Belizean Conch Fritters
Crispy on the outside and tender on the inside, these conch fritters are a popular appetizer or snack, featuring fresh conch meat blended with aromatic vegetables and spices.

🧂 Ingredients
- 1.5 lbs Conch meat(cleaned and minced or finely chopped)
- 1.25 cup All-purpose flour
- 1 tsp Baking powder
- 0.25 tsp Salt
- 0.25 tsp Black pepper
- 1 medium Sweet pepper(finely chopped)
- 1 medium Onion(finely chopped)
- 1 stalk Celery stalk(finely chopped)
- 2 cloves Garlic(minced)
- 5 leaves Fresh herbs (cilantro, culantro, or parsley)(chopped)
- 0.25 small Habanero chili pepper(finely minced (optional, for heat))
- 1.5 cup Water(or as needed for batter consistency)
- Vegetable oil(for deep frying)
👨🍳 Instructions
- 1
In a large bowl, combine the minced conch meat, chopped sweet pepper, onion, celery, garlic, herbs, and optional habanero pepper.
💡 Tip: Ensure all vegetables are finely chopped for even distribution. - 2
In a separate bowl, whisk together the flour, baking powder, salt, and black pepper.
💡 Tip: Sifting the dry ingredients can help prevent lumps. - 3
Gradually add the dry ingredients to the conch mixture, stirring until just combined. Slowly add water until a thick batter forms, similar to cake batter consistency.
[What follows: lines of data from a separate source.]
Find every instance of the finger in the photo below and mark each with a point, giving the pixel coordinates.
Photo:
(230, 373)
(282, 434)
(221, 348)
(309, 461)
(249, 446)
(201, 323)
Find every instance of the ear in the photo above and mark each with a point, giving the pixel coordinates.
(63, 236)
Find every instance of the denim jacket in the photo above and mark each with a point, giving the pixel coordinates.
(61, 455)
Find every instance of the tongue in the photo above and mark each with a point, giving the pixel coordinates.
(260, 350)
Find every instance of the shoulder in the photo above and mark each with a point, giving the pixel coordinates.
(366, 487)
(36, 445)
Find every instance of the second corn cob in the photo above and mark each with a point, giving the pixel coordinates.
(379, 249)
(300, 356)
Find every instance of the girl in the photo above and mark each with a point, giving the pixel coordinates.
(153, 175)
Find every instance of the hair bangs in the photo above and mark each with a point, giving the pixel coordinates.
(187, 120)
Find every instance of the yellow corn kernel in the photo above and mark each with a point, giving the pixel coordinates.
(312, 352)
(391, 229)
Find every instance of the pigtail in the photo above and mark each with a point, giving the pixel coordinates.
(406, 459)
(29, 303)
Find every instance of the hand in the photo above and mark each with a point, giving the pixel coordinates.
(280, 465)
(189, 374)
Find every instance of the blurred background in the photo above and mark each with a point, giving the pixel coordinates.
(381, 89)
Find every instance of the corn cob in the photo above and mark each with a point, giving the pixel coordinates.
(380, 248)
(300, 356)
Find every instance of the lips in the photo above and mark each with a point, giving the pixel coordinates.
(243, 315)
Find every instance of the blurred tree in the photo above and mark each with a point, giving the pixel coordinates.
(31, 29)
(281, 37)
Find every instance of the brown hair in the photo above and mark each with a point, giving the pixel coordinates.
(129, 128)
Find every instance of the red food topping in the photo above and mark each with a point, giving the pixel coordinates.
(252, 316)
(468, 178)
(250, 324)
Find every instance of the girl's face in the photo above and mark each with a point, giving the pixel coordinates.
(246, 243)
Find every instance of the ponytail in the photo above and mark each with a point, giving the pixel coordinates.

💡 Tip: Do not overmix; overmixing can result in tough fritters. - 4
Heat about 2 inches of vegetable oil in a deep skillet or pot over medium-high heat until shimmering (around 350-375°F or 175-190°C).
💡 Tip: Use a thermometer to ensure the oil is at the correct temperature for optimal frying. - 5
Carefully drop rounded tablespoons of the batter into the hot oil, frying in batches to avoid overcrowding the pan.
- 6
Fry for 3-5 minutes per side, or until golden brown and cooked through. Turn only when the edges are golden brown.
- 7
Remove fritters with a slotted spoon and drain on paper towels. Repeat with the remaining batter.
💡 Tip: Serve hot with your favorite dipping sauce, such as cocktail sauce or a spicy aioli.
💡 Pro Tips
- ✓For a smoother batter, you can pulse the conch and vegetables in a food processor before combining with dry ingredients.
- ✓Ensure the conch is very finely minced or processed to avoid chewy pieces.
- ✓Adjust the amount of water to achieve the desired batter consistency.
🔄 Variations
- Add a splash of lime juice to the batter for a brighter flavor.
- Serve with a side of Marie Sharp's hot sauce for an extra kick.